Tables in HTML
The caption
The caption of a table is another component that adds in readability. While some tables, because of their structure or simplicity, can survive without a caption, others will need it inexorably. In any case, a table's caption can improove but never worsen.
The idea of a caption is to provide a consice description about the data presented in a table or its purpose, introducing context and making it significantly easier to understand. In HTML, captions are inserted using the caption
element, right after the table's opening tag and before all other structure elements. In the following example there's a table in which the meaning of data would be very hard to figure out without a proper caption.
<table class="default">
<caption>Fuel consumption of cars during the drive tests</caption>
<tr>
<th scope="col">Car</th>
<th>January</th>
<th>February</th>
<th>March</th>
</tr>
<tr>
<th>Chevrolet Camaro</th>
<td>1254 gal</td>
<td>1582 gal</td>
<td>685 gal</td>
</tr>
<tr>
<th>Lamborghini Aventator</th>
<td>1854 gal</td>
<td>1978 gal</td>
<td>1502 gal</td>
</tr>
</table>
Car | January | February | March |
---|---|---|---|
Chevrolet Camaro | 1254 gal | 1582 gal | 685 gal |
Lamborghini Aventator | 1854 gal | 1978 gal | 1502 gal |
Cell spanning
Cell spanning is a mechanism through which an author con combine or fusion two or more adjacent cells (td
and th
) in a table. This effect can be achieved using the cell's attributes colspan
, for horizontal spanning, and rowspan
, for vertical spanning. These attributes can take an integer greater than zero, representing the number of cells to be spanned by the current cell.
The idea behind this mechanism is almost self explanatory: when the attribute colspan
is set in a cell, it indicates interpreters that the cell should span, not only its own space, but the cell space of a number of adjacent cells to the right. The same goes for rowspan
but downwards. Because of the structure of tables in HTML, spanning can only be done to the right or downwards. Doing it upwards or to the left would be an attempt to span cell-space already occupied.
In the following example, a cell in the table is spanning three cell spaces, as indicated by the colspan
attribute. Note how the declaration for the two cells to the right of this particular cell have been ommited in the code.
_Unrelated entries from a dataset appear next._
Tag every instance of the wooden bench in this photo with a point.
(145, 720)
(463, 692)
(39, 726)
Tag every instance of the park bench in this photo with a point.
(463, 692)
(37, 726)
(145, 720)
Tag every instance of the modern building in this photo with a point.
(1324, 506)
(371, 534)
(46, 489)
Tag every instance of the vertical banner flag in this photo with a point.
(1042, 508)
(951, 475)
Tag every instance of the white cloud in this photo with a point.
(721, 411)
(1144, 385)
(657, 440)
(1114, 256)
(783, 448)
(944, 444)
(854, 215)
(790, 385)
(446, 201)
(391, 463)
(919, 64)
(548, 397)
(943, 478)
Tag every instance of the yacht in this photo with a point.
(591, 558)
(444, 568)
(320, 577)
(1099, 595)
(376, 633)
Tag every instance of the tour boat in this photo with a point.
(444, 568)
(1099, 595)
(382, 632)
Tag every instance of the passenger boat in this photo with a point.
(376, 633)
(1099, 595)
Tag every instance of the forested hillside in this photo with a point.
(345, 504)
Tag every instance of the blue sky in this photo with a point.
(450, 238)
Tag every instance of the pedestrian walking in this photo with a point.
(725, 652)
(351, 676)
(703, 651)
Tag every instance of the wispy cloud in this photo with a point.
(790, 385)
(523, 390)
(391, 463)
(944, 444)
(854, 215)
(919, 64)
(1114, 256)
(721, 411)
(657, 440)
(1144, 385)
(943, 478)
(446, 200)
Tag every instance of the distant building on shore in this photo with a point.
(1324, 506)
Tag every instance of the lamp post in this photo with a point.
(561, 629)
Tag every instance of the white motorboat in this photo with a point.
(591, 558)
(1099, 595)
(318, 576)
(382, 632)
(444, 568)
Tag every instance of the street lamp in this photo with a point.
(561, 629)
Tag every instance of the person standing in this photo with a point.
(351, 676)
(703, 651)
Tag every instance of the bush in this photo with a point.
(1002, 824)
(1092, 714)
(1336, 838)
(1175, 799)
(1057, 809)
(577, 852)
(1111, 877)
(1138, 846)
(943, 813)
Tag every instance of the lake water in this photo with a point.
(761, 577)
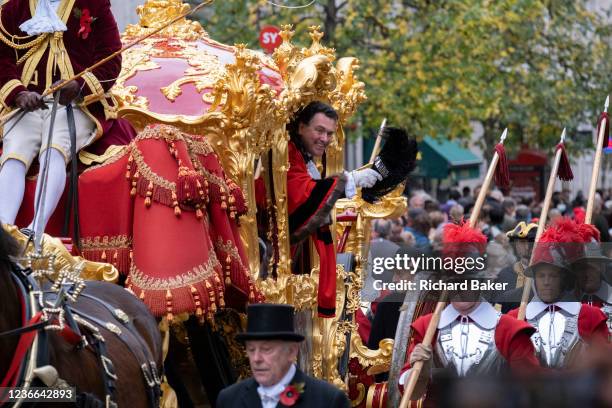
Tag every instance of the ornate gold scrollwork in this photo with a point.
(155, 13)
(63, 261)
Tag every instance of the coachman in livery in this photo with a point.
(41, 43)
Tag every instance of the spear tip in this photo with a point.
(504, 135)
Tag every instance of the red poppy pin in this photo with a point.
(291, 394)
(85, 20)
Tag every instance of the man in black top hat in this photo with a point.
(272, 347)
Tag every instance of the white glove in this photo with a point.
(366, 177)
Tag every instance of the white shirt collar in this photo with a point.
(274, 391)
(536, 307)
(484, 316)
(312, 170)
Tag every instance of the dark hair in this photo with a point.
(306, 114)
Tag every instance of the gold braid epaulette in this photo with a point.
(31, 46)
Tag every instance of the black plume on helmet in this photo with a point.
(396, 160)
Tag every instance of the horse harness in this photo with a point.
(48, 309)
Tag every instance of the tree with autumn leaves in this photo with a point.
(434, 67)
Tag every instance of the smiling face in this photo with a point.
(270, 359)
(317, 134)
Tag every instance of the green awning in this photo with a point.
(443, 158)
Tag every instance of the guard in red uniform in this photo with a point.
(43, 42)
(562, 323)
(592, 272)
(472, 338)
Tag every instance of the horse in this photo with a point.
(110, 321)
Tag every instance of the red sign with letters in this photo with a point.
(269, 38)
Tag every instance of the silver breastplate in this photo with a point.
(555, 337)
(467, 349)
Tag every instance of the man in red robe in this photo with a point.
(472, 338)
(311, 195)
(44, 42)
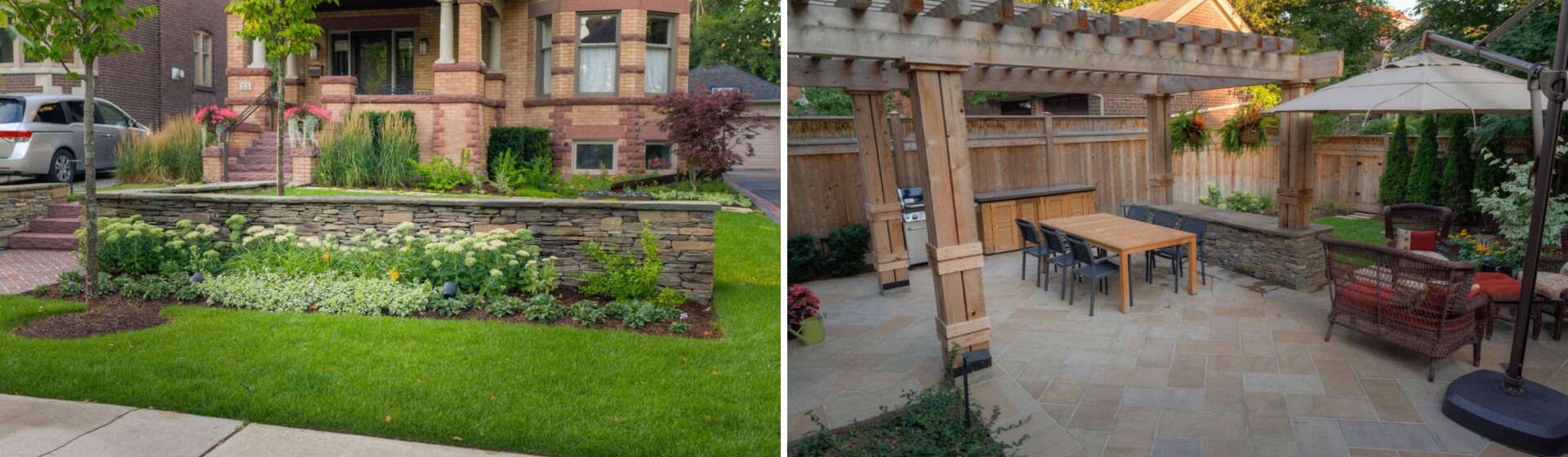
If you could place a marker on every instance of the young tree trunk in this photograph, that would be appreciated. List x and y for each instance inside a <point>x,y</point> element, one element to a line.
<point>90,165</point>
<point>278,127</point>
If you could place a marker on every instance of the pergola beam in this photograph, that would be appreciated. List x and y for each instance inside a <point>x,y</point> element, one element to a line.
<point>872,35</point>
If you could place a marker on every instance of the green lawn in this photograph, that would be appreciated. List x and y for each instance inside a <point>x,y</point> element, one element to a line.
<point>1365,230</point>
<point>545,390</point>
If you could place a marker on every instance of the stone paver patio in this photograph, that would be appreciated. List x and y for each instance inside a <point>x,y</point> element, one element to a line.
<point>1237,370</point>
<point>24,269</point>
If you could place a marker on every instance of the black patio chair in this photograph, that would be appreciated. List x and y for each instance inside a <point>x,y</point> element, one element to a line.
<point>1178,254</point>
<point>1138,213</point>
<point>1032,247</point>
<point>1094,269</point>
<point>1058,257</point>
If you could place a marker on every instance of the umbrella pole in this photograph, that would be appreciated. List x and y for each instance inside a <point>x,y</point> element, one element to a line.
<point>1504,406</point>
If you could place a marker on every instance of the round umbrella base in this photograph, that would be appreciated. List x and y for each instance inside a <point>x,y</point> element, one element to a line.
<point>1535,423</point>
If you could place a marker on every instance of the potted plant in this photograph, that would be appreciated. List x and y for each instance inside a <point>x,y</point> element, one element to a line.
<point>804,318</point>
<point>1187,132</point>
<point>1244,131</point>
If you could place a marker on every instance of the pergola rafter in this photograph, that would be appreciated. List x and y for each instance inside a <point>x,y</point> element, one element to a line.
<point>942,47</point>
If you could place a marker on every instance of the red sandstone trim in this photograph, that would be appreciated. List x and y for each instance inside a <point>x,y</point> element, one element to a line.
<point>460,68</point>
<point>588,102</point>
<point>248,73</point>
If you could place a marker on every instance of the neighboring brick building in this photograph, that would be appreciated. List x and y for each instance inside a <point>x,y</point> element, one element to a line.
<point>179,69</point>
<point>587,69</point>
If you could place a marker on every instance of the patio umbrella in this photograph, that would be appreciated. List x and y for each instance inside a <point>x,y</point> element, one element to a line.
<point>1424,83</point>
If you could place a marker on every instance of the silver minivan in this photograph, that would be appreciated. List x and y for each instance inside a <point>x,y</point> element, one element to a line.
<point>41,135</point>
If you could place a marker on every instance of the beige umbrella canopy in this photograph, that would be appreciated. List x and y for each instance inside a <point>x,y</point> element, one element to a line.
<point>1426,83</point>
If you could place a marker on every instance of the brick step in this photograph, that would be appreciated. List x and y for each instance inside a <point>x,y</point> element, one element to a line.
<point>65,210</point>
<point>46,242</point>
<point>66,226</point>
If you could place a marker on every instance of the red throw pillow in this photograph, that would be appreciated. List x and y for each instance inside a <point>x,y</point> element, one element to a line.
<point>1424,240</point>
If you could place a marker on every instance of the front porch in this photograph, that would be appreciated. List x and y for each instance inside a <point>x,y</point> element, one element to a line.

This is appropriate, as the space of these cells has been taken by the previous.
<table class="default">
<tr>
<th></th>
<th>Day 1</th>
<th>Day 2</th>
<th>Day 3</th>
<th>Day 4</th>
</tr>
<tr>
<th>Mike (injured)</th>
<td colspan="3">0 km</td>
<td>4 km</td>
</tr>
<tr>
<th>Susan</th>
<td>23 km</td>
<td>18 km</td>
<td>19 km</td>
<td>15 km</td>
</tr>
</table>
Day 1 | Day 2 | Day 3 | Day 4 | |
---|---|---|---|---|
Mike (injured) | 0 km | 4 km | ||
Susan | 23 km | 18 km | 19 km | 15 km |
Now we'll try the rowspan
attribute. Although the idea of spanning here is the same (except for the direction), the structure of HTML tables makes vertical spanning a little different. In horizontal spanning everything happened in the same row (the declaration of the colspan
attribute and the omission of contiguous cells). With vertical spanning, the rowspan
attribute is set in the cell of one particular row and the omission of spanned cells is made in the subsequent rows, one by one. This means that if a cell in the first row spans the space of three cells vertically, the rows two and three will have one missing cell each. Let's see this with an example.
<table class="default">
<tr>
<th></th>
<th>Basic</th>
<th>Full</th>
</tr>
<tr>
<th>Setup</th>
<td rowspan="2">Free!</td>
<td>$49.99</td>
</tr>
<tr>
<th>First year</th>
<td>$19.99</td>
</tr>
<tr>
<th>Second year</th>
<td>$9.99</td>
<td>$29.99</td>
</tr>
</table>
Basic | Full | |
---|---|---|
Setup | Free! | $49.99 |
First year | $19.99 | |
Second year | $9.99 | $29.99 |
If you pay attention, the second row of the previous example, has a cell that's spanning two spaces. Therefore, the third row has a missing cell in the code, namely, its second. This means that the second cell declared (in the code) in the third row ("$19.99") represents the third cell in that row and not the second.